Pro-choice proponents want the clinics inspected to ensure they’re safe but they don’t want the clinics to be unfairly targeted for inspections, either, Kellie Copeland , executive director of NARAL Pro-Choice Ohio, said.

“Anecdotally, I’ve heard people say they feel like the inspectors are looking for violations, not just looking for safety issues,” Copeland said of the workers at abortion clinics. “There’s been kind of a chilling effect. I think ideally, you want the health care community and the health department to be collaborating. I don’t think you want an adversarial relationship.”

Inspections can sometimes result in the closure of an abortion clinic.

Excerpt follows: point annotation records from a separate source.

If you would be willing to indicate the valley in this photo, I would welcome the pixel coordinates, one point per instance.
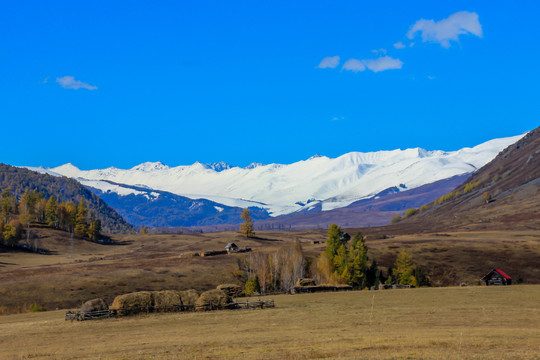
(157, 262)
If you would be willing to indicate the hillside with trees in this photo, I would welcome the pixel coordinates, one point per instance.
(27, 194)
(504, 194)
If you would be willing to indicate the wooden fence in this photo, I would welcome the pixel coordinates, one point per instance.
(102, 314)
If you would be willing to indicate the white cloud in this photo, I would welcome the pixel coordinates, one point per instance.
(376, 65)
(381, 51)
(383, 63)
(353, 65)
(69, 82)
(446, 30)
(329, 62)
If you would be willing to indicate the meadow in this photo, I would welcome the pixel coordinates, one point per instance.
(160, 262)
(427, 323)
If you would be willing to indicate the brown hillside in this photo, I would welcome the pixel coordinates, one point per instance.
(512, 181)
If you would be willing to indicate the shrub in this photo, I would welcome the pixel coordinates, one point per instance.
(395, 219)
(212, 299)
(188, 297)
(252, 285)
(35, 308)
(410, 212)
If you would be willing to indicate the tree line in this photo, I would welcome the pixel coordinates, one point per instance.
(64, 189)
(344, 261)
(16, 216)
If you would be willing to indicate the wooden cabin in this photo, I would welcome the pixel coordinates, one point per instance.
(231, 247)
(497, 277)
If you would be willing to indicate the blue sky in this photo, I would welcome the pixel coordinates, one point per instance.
(102, 85)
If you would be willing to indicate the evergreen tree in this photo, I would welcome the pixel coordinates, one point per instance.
(51, 212)
(336, 238)
(358, 255)
(404, 269)
(81, 226)
(94, 229)
(8, 205)
(247, 227)
(41, 206)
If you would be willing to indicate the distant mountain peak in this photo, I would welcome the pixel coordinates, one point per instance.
(219, 166)
(253, 165)
(150, 166)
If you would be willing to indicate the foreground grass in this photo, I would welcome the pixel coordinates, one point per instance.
(453, 323)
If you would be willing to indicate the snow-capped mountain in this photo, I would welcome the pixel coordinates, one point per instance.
(282, 189)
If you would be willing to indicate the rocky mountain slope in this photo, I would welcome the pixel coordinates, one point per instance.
(504, 194)
(161, 209)
(317, 183)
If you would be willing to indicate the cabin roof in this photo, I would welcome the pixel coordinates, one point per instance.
(499, 271)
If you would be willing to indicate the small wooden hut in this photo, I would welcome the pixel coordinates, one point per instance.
(497, 277)
(231, 248)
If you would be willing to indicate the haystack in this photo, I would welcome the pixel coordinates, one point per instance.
(133, 302)
(166, 300)
(189, 297)
(305, 282)
(212, 299)
(231, 290)
(91, 306)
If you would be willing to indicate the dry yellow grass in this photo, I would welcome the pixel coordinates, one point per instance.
(429, 323)
(164, 262)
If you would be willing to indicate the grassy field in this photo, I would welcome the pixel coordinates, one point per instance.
(430, 323)
(159, 262)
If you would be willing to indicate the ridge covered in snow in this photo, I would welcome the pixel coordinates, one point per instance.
(283, 189)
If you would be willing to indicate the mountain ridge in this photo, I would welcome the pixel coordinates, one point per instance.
(282, 188)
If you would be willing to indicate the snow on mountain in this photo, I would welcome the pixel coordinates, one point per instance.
(219, 166)
(282, 189)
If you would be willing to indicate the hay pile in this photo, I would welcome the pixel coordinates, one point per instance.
(188, 297)
(212, 299)
(231, 290)
(305, 282)
(166, 300)
(137, 302)
(90, 306)
(93, 305)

That happened last year with a Toledo abortion clinic, when the health department’s then-Director Theodore Wymyslo proposed revoking the clinic’s license and fined the owner $25,000 after finding violations during an April 2013 inspection. The clinic didn’t fight the license revocation and closed last year, leaving Toledo with one abortion clinic.

And, Gonidakis hopes to see the health department shut down more facilities if they have significant violations. Ohio Right to Life hopes to see at least four of the abortion clinics operating in the state close this year, including Women’s Med Center in Sharonville and Planned Parenthood Southwest Ohio in Cincinnati.

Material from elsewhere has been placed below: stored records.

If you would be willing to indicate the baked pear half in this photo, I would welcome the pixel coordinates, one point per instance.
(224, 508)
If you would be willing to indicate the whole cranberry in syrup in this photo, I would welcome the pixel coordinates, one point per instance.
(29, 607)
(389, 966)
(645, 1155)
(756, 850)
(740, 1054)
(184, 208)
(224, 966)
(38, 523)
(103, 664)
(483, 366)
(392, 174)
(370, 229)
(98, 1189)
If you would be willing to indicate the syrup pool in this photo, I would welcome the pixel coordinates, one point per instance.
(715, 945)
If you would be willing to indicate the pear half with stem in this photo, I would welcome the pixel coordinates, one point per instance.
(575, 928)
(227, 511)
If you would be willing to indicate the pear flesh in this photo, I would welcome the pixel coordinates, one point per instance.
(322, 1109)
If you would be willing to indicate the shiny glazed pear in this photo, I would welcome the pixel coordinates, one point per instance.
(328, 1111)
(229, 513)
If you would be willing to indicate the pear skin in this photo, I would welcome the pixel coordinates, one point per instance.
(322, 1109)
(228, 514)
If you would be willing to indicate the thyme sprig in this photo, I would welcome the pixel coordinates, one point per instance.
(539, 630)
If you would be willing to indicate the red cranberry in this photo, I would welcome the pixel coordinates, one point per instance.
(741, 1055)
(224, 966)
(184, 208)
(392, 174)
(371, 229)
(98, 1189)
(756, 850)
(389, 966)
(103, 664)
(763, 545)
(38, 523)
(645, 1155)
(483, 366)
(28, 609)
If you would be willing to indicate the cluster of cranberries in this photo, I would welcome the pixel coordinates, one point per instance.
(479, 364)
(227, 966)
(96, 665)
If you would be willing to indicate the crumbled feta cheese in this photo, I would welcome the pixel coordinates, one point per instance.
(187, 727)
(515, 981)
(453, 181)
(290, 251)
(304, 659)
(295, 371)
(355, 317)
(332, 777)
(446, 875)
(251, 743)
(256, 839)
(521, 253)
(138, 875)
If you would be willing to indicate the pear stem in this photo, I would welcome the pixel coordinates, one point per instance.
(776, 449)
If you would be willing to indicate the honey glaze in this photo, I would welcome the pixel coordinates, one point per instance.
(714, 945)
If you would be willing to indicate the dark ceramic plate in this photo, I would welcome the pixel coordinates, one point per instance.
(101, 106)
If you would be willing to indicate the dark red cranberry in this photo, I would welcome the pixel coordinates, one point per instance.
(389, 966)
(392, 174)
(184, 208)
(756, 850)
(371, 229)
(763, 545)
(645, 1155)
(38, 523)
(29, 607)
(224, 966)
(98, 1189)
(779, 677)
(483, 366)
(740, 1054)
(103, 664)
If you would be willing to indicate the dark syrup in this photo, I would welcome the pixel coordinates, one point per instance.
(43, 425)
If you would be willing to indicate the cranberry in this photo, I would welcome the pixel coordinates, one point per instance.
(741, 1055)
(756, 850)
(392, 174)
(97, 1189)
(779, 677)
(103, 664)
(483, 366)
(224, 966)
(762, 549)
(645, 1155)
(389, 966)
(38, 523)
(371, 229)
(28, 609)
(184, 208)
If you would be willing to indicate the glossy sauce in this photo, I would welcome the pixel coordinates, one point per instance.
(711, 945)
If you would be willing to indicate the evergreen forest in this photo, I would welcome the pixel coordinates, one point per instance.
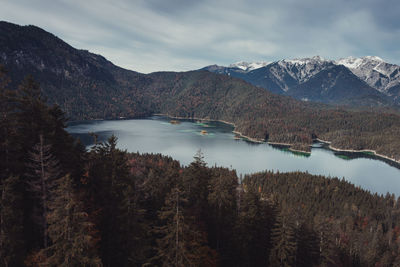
(63, 205)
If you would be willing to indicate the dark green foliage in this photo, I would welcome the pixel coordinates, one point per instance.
(181, 243)
(70, 231)
(122, 209)
(87, 86)
(283, 252)
(12, 245)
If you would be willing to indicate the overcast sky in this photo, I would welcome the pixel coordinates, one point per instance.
(154, 35)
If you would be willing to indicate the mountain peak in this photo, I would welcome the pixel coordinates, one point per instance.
(249, 66)
(307, 60)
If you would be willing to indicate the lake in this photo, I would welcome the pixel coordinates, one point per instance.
(218, 144)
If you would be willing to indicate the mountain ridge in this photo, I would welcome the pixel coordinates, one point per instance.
(87, 86)
(287, 75)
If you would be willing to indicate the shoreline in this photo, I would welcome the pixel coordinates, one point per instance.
(226, 122)
(356, 151)
(254, 140)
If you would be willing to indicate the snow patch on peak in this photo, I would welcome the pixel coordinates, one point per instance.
(304, 61)
(354, 63)
(249, 66)
(374, 71)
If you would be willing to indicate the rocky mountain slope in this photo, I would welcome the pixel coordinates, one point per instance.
(368, 81)
(87, 86)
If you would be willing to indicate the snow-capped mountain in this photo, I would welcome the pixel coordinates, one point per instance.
(249, 66)
(301, 70)
(356, 80)
(374, 71)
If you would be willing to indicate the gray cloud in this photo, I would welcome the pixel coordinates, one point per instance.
(153, 35)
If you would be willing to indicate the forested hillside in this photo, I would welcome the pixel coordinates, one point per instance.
(61, 205)
(87, 86)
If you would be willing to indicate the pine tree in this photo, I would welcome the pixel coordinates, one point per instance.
(72, 243)
(181, 244)
(222, 212)
(195, 181)
(12, 247)
(7, 128)
(253, 229)
(44, 170)
(284, 245)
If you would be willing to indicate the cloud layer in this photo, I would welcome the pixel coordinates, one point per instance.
(154, 35)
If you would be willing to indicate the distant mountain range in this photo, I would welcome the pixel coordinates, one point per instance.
(354, 81)
(88, 86)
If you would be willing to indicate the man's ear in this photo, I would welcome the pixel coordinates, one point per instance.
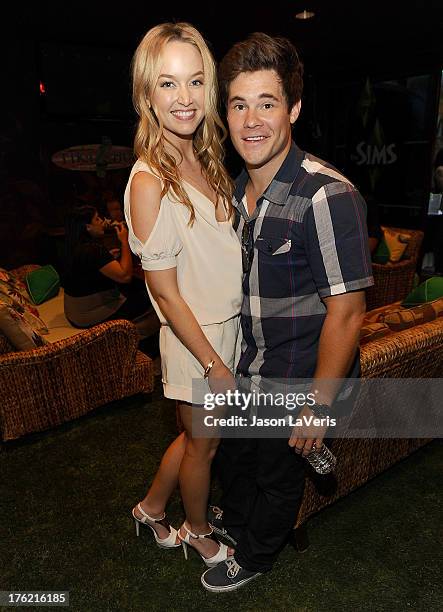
(295, 111)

“I think the goal will be to hold (the clinics) accountable,” Gonidakis said. “If mistakes are made and laws are not followed, we can only hope that the department of health will take full action and close the clinics. I think we’re an environment today where (Ohio) is enforcing the regulatory laws, but by doing so, we’re protecting women’s health.”

Politics at play?

Abortion clinic inspections have become a political affair — ultimately jeopardizing the safety of women — before.

In 2011, an abortion doctor out of Philadelphia was found to be operating a gruesome clinic, where he and his staff would routinely stab and kill live babies. The clinic hadn’t been inspected for 17 years, in part because Republican and pro-choice Gov. Tom Ridge ordered inspectors not to look at Pennsylvania’s abortion clinics, for political reasons, in 1993, according to a grand jury report.

The discovery of the Philadelphia clinic, forced the state to make “significant management, personnel and cultural changes” to the health department in 2011, when a new governor took the helm, Aimee Tysarczyk, a spokeswoman for Pennsylvania’s health department said. The facilities are now inspected annually, just like in Ohio, and must submit to unannounced inspections, including on the weekends and evenings.

The state also posts inspection reports of all ambulatory surgical facilities online for public viewing. According to Pennsylvania’s online records, the 19 abortion clinics operating in the state were inspected a total of 32 times and inspectors noted a combined 11 violations during their visits — less than half of the number of violations found at Ohio’s clinics.

There is no evidence in any of the inspection reports to suggest that abortion clinics in Ohio were operating at all like the one in Philadelphia despite lacking frequent checks by the state. Still, Gonidakis, of Ohio Right to Life, said Kasich’s push to review the clinics more frequently could prevent a similar abortion business from operating here.

“It’s definitely sent a loud wake up call to the abortion industry that business as usual is over,” Gonidakis said.